Che cosa l’ha colpita di Ricky, il giovane dei provini di ‘X Factor’?
La sua sincerità, esprime come pochi il suo sogno di andare in televisione e lo fa in modo passionale. L’ho conosciuto, prima di ‘X Factor’, a un casting televisivo. Accompagnerà a Venezia il documentario.

E il divertente spot elettorale di Forza Italia?
Lo spot con le donne che cantano “Meno male che Silvio c’è”, ce l’hanno dato loro, come sempre con tanto di liberatoria.

Dove ha trovato la sequenza iniziale della preistoria della tv commerciale?
Risale al 1976, il programma s’intitolava ‘Spogliamoci insieme’, andava in onda da Torino. Per i materiali devo ringraziare Alessio Fava che sta preparando un documentario sugli inizi di questa tv e Pino Massi all’epoca conduttore del programma, che ebbe un successo locale inaspettato.

Ha sacrificato del materiale in fase di montaggio?
Tantissimo, di solito per i documentari c’è un rapporto tra montato e girato di 1 a 15, del resto il processo di scrittura è l’opposto di quello di un film di finzione: la sceneggiatura viene scritta durante il montaggio, mentre le riprese fanno parte della ricerca.

Lei considera “Videocracy” un documentario creativo.
Non faccio film su commissione, scelgo gli argomenti nei quali voglio entrare in prima persona, fare esperienza, partecipando da osservatore esterno e sono io raccogliere i fondi necessari. Nel mio lavoro non c’è nessuna idea di obiettività o neutralità.

Lei presenta come profondo l’intreccio tra l’immaginario di questa tv e la persona del suo inventore.
La premessa del mio lavoro è che l’Italia da 30 anni è avvolta in questa cultura che considero una sorta di esperimento televisivo. La figura di Silvio Berlusconi è inscindibile dalla tv commerciale italiana, le sue visioni di stile di vita vi sono rispecchiate, vi è una comunanza, insomma c’è il suo stampo.

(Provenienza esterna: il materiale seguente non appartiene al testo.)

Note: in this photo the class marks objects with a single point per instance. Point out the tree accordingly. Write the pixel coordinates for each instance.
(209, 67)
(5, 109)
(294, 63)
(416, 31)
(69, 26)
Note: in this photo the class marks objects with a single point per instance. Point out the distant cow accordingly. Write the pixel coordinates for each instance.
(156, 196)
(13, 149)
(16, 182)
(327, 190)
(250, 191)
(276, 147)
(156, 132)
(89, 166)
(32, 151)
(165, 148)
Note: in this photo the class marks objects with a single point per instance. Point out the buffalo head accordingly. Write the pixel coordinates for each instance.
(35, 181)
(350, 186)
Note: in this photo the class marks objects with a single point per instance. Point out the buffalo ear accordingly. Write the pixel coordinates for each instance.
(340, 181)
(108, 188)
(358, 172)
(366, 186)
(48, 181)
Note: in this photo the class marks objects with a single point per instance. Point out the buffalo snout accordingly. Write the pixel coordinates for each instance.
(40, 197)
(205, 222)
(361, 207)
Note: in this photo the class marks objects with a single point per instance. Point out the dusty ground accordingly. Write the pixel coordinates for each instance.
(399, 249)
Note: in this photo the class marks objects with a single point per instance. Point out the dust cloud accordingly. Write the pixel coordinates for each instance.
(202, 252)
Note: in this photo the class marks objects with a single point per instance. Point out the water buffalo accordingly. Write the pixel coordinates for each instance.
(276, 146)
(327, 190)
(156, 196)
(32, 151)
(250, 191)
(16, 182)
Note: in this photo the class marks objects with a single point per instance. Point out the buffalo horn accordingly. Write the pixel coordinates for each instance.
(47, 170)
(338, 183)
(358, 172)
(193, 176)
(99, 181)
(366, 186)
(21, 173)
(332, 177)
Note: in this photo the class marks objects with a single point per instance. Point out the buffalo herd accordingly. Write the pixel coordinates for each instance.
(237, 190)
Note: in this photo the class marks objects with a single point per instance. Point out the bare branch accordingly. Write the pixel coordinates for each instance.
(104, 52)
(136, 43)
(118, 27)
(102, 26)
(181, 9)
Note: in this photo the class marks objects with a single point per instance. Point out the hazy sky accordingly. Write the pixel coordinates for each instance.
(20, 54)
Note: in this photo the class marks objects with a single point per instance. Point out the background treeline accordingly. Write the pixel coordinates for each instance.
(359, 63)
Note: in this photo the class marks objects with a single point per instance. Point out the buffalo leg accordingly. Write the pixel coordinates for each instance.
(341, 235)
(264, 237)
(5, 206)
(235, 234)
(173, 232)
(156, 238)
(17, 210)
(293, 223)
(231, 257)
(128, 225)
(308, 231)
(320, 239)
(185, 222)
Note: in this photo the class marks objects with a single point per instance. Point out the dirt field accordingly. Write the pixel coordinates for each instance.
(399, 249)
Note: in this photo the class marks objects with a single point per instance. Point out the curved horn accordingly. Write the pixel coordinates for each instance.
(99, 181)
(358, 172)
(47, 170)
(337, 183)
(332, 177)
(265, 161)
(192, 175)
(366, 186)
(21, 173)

Trent’anni non si cancellano con un colpo di spugna.
Spero che il mio metodo di osservare aiuti il cambiamento, perché sta a noi decidere il futuro della nostra tv e della cultura in generale. Io faccio film per raccontare qualcos’altro. Non è stato facile il ritratto di questo mondo perché ha un po’ il monopolio di se stesso, si racconta molto da solo. Non m’interessava parlare di Berlusconi riferendomi alle campagne d’inchiesta con tanto di retorica giornalistica, volevo raccontare la realtà in modo più emotivo.

Esiste la tv commerciale in Svezia?
Sì, è simile a quella italiana, ma le donne non appaiono così svestite come da noi, e non è così dominante come in Italia, l’80% degli svedesi legge ogni giorno i giornali. E poi c’è una televisione pubblica, diversa della Rai, senza pubblicità ma con il canone, con una programmazione prevalente di educational e documentari con l’obiettivo che faccia bene al Paese. In Svezia il connubio italiano tra tv e potere politico viene giudicato pericoloso.